Toward PET imaging of A2B adenosine receptors: A carbon-11 labeled triazinobenzimidazole tracer. Synthesis and imaging of a new A2B PET tracer

Introduction: A2B adenosine receptors (ARs) are commonly defined as "danger" sensors because they are triggered during cell injury when the endogenous molecule, adenosine, increases rapidly. These receptors, together with the other receptor subtypes (A1, A2A and A3), exert a wide variety of immunomodulating and (cyto)protective effects, thus representing a pivotal therapeutic target for different pathologies including diabetes, tumors, cardiovascular diseases, pulmonary fibrosis and others. The limited availability of potent and selective ligands for A2B ARs has prevented this receptor to emerge both as therapeutic and diagnostic target. Methods: Recently, a new class of potent A2B ARs antagonists was developed featuring the triazinobenzimidazole scaffold.

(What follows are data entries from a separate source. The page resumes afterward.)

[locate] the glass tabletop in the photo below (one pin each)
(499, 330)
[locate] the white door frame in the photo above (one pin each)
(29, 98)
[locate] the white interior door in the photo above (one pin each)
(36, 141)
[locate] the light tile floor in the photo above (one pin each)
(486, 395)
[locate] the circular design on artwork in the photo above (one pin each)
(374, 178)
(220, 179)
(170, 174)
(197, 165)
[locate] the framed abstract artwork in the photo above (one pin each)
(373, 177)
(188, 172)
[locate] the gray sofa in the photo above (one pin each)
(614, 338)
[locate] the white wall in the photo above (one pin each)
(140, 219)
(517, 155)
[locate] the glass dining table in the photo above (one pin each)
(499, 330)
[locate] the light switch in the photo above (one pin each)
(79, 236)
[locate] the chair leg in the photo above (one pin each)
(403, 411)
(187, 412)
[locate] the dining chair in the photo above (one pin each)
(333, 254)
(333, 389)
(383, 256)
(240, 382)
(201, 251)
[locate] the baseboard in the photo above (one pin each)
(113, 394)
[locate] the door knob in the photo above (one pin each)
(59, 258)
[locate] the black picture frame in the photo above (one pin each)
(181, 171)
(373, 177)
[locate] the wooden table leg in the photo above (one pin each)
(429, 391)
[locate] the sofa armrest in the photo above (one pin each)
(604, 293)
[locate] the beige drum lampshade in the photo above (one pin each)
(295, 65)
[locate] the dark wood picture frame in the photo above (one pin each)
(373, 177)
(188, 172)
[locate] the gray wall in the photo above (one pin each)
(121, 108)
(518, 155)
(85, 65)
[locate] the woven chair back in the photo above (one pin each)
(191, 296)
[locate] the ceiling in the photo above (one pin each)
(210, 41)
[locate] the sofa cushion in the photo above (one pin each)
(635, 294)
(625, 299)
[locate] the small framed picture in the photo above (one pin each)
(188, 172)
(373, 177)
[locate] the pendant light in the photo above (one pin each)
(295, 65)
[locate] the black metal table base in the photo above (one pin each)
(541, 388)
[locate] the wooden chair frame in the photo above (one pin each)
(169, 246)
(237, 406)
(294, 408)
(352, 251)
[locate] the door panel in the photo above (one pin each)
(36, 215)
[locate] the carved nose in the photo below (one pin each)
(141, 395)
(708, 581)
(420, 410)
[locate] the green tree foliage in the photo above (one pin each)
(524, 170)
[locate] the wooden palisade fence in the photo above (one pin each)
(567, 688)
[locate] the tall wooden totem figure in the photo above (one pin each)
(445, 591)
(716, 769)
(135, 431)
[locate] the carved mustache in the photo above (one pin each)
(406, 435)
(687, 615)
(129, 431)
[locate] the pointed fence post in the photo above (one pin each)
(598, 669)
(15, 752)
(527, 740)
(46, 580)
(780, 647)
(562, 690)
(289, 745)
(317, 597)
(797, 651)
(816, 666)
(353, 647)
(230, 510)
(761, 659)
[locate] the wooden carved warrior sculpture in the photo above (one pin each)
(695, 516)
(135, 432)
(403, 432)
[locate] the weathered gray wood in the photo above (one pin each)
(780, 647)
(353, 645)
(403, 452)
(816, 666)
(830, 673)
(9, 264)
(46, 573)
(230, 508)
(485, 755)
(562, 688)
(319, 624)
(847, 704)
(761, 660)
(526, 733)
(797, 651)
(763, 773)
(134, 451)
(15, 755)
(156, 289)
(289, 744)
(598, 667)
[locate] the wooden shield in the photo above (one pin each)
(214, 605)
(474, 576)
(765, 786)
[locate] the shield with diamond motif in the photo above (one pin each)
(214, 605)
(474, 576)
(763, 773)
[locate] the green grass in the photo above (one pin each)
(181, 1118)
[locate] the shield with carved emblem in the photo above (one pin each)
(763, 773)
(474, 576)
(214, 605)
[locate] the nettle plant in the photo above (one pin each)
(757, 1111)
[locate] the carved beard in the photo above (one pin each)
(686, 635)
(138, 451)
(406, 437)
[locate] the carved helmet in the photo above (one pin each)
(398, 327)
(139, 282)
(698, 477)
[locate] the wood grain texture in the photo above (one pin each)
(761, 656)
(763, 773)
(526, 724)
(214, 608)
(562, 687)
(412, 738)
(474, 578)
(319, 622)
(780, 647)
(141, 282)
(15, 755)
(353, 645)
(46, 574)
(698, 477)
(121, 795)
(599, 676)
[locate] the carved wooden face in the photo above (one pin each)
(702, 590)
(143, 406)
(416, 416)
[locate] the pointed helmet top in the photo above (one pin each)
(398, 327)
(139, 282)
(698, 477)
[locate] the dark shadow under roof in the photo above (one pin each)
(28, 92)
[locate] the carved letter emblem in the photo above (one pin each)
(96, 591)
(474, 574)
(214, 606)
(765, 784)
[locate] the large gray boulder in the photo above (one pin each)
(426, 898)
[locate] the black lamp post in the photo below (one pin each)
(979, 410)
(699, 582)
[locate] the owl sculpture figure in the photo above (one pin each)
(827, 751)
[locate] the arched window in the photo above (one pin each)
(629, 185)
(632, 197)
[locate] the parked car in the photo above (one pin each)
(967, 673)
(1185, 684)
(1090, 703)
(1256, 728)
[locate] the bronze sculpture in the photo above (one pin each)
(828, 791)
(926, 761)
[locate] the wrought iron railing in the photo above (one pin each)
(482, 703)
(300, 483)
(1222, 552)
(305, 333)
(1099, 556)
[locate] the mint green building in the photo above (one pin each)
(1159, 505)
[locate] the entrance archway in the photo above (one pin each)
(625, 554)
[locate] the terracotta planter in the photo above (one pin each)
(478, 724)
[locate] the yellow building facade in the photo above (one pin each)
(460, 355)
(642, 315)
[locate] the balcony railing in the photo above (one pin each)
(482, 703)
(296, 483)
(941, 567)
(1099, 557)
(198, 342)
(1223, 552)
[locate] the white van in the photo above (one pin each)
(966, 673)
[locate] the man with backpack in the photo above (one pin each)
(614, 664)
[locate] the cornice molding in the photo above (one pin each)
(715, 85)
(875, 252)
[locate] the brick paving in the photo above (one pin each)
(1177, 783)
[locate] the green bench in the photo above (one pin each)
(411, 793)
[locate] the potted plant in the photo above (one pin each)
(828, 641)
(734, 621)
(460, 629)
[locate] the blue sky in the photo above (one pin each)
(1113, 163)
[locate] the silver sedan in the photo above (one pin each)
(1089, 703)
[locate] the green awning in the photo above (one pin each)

Starting from this chemotype, we synthesized a new radiotracer, [11C]-4 (1-[11C]methyl-3-phenyl triazino[4,3-a]benzimidazol-4(1H)-one), and investigated the pharmacokinetics of this compound in vivo to define its potential use in the imaging of A2B AR with positron emission tomography. Results: [11C]-4 showed a very high chemical and blood stability. Results of in vivo and ex vivo experiments underlined the ability of this molecule to bind the A2B AR and correlated with the A2B AR protein and gene expression data. Conclusions: Although further studies are necessary, these data suggest that [11C]-4 may represent a good lead compound for the development of novel selective and potent A2B AR radiotracers, and a new option for the clinical investigation of several pathophysiological processes and chronic diseases.